Safe and secure outsourced computing with fully homomorphic encryption and trusted execution environments

Abstract

Increases in data production and growing demands for more computing power leads to the current trend of outsourcing data and computation services to cloud providers. With data breaches and cases of data misuse becoming increasingly common, there is a high demand for secure systems. This, however, conflicts with the current data trust models. A solution to this that is becoming more common is the use of Trusted Execution Environment (TEE), aimed at guaranteeing code and data integrity and confidentiality.

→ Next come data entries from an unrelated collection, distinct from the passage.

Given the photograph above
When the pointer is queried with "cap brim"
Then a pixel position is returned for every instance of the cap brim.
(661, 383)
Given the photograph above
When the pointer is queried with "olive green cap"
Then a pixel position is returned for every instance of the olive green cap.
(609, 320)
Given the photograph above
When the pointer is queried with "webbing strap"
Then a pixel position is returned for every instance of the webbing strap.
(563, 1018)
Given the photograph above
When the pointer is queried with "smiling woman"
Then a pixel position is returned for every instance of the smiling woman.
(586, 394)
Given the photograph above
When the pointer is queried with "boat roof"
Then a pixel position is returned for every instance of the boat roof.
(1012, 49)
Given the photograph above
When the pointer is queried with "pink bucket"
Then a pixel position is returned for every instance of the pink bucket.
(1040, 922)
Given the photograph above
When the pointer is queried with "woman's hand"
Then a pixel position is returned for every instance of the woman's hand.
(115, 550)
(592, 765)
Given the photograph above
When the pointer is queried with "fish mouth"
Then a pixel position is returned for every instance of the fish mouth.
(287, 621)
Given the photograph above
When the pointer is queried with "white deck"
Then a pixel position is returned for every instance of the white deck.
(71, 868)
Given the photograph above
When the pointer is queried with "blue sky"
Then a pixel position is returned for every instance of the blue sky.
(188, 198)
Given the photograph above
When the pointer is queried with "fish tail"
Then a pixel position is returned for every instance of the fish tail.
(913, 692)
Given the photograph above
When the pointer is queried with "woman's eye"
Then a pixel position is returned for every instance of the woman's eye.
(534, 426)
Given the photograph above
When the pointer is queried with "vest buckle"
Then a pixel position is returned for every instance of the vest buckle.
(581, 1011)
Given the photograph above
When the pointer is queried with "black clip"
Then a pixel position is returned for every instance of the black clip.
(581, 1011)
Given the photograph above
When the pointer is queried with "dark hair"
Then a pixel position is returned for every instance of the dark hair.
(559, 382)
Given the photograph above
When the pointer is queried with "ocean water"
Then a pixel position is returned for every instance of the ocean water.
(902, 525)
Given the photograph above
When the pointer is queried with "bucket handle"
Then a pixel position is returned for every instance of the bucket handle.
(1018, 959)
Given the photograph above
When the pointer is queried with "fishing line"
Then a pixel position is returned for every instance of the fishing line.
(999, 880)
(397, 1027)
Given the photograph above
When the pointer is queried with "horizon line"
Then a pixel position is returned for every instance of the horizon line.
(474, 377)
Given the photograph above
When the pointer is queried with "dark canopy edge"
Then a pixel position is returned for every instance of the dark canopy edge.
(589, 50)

However, it has been shown that TEEs such as Intel's Software Guard Extensions (SGX) are susceptible to several types of side-channel attacks where an adversary may gain information of the code and data within a secure environment, breaking the confidentiality property. There are some ways to counter this, such as using oblivious primitives to hide access patterns which may leak information, but these are inefficient and add performance overhead to computation.

Another way to ensure data confidentiality while simultaneously retaining the ability to perform computations on the data is through the use of Fully Homomorphic Encryption (FHE). FHE allows computing on encrypted data, preserving confidentiality and allowing outsourced computations to untrusted parties such as cloud providers. However, this type of encryption is malleable and lacks integrity protection, making it susceptible to integrity breaches where an adversary could modify the data resulting in a corrupt or incorrect plaintext after decryption.

This thesis implements a library for performing FHE in SGX, written in a memory-safe programming language to strengthen the internal safety of software in SGX and reduce its attack surface. We evaluate our design and show that one can feasibly combine these concepts while providing stronger security guarantees with a minimal development effort.